Yeah, I started out just trying to recreate the plots that are in the paper that I was working from. Well, I was able to, you know, take my plot and compare it to the plot in the paper, and build some confidence that what I was doing was on the right track. Then, once that was good to go, I checked the target strength that I was getting out of my model versus the target strength of other models. There are several books out there that give you the target strength of ideal rigid cylinders that made a great comparison to the elastic cylinders that I was simulating, using this new model. Then I made what we call “acoustic color plots,” and that shows how the target strength of the cylinder changes with frequency and with angle, and compared that against, what I was getting, against theoretical acoustic color plots. Then I started making images using my modeled data. Everything kind of passed the eye check, and then I started comparing my images against real images of unexploded ordnance and just kind of subjectively seeing, you know, how did it look? How close is it?

 

KS

12:59

Does it actually look like it's supposed to? 

 

KD

Yeah, yeah, exactly. 

 

KS

Um, so what did you find most interesting or exciting in this project?

 

KD

13:08

Oh, man. I think getting that first positive result, like, where it, you know, it looked like a cylinder. It was supposed to be a cylinder. And it's, I think so often in this type of work, you can be 95% of the way there, and it looks absolutely awful. And then you spend, so you spent so long trying to get that last 5%. And so I think when that first result came in, it's like, oh, my gosh, like that is a picture of an elastic cylinder – We did it! I think that was especially exciting.

 

KS

13:42

Yeah, I can imagine that would be very, very satisfying. So what are the next steps in your research?

 

KD

13:47

So I think the big takeaway from the POMA was that my model appears to be capturing the relevant late-time effects of an elastic cylinder on a volume of sediment. And so the next, the next step is using the data from the model to develop a method for focusing the late-time energy that I talked about earlier. And since submitting the POMA on this modeling effort, I think I've come up with a focusing method that works pretty well. So now I'm switching over from modeled data to data that's collected with physical sonar systems. I'll do some analysis to see how well the focusing technique that I developed works on real data and how it quantitatively improves the sonar image. Longer term, I'll be looking at the impact of focusing late-time energy on our automatic target recognition using machine learning. So I expect to have some exciting results for ASA Chicago next spring. 

 

KS

14:47

Yeah, that is exciting! I can't wait to hear about it at the Chicago meeting. 

 

Well, thank you again for taking the time to speak with me today about your research. It sounds like you've gotten to do some really important work that will hopefully help with finding those unexploded ordinances which you know is probably something many folks even outside of underwater acoustics research can appreciate the value of.
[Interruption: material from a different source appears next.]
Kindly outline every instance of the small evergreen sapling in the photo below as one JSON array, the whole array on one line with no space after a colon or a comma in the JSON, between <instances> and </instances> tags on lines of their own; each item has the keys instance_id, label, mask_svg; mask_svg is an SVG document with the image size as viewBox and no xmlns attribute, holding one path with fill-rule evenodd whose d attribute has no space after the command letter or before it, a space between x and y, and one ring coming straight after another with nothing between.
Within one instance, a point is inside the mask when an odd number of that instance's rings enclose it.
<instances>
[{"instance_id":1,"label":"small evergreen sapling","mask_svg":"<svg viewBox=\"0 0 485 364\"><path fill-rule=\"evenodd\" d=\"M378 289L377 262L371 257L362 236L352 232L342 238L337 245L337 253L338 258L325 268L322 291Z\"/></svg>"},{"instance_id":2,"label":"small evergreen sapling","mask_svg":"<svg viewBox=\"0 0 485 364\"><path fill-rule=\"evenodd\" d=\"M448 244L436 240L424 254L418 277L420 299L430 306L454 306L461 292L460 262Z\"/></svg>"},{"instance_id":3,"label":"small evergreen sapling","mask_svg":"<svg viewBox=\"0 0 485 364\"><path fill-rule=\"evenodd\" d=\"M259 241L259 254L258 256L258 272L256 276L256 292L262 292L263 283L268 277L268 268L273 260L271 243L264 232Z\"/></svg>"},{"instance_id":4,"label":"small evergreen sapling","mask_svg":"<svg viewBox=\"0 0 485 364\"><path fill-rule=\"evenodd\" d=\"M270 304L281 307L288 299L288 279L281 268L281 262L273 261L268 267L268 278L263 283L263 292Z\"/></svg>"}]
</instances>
And of course, once again, congratulations on winning the award from POMA.

 

For any students or mentors listening from around the time this episode is airing, we're actually holding another Student Paper Competition for the most recent meeting in Nashville. So, students, if you presented at the national meeting, now's the time to submit your POMA. We're accepting papers from all of the technical areas represented by the ASA. Not only will you get the respect of your peers, you’ll win $300, and perhaps the greatest reward of all, the opportunity to appear on this podcast. And even if you don't win, this is a great opportunity to boost your CV or resume with an editor-reviewed proceedings paper. The deadline is January 8, 2023. We'll include a link to the submission information on the show notes for this episode.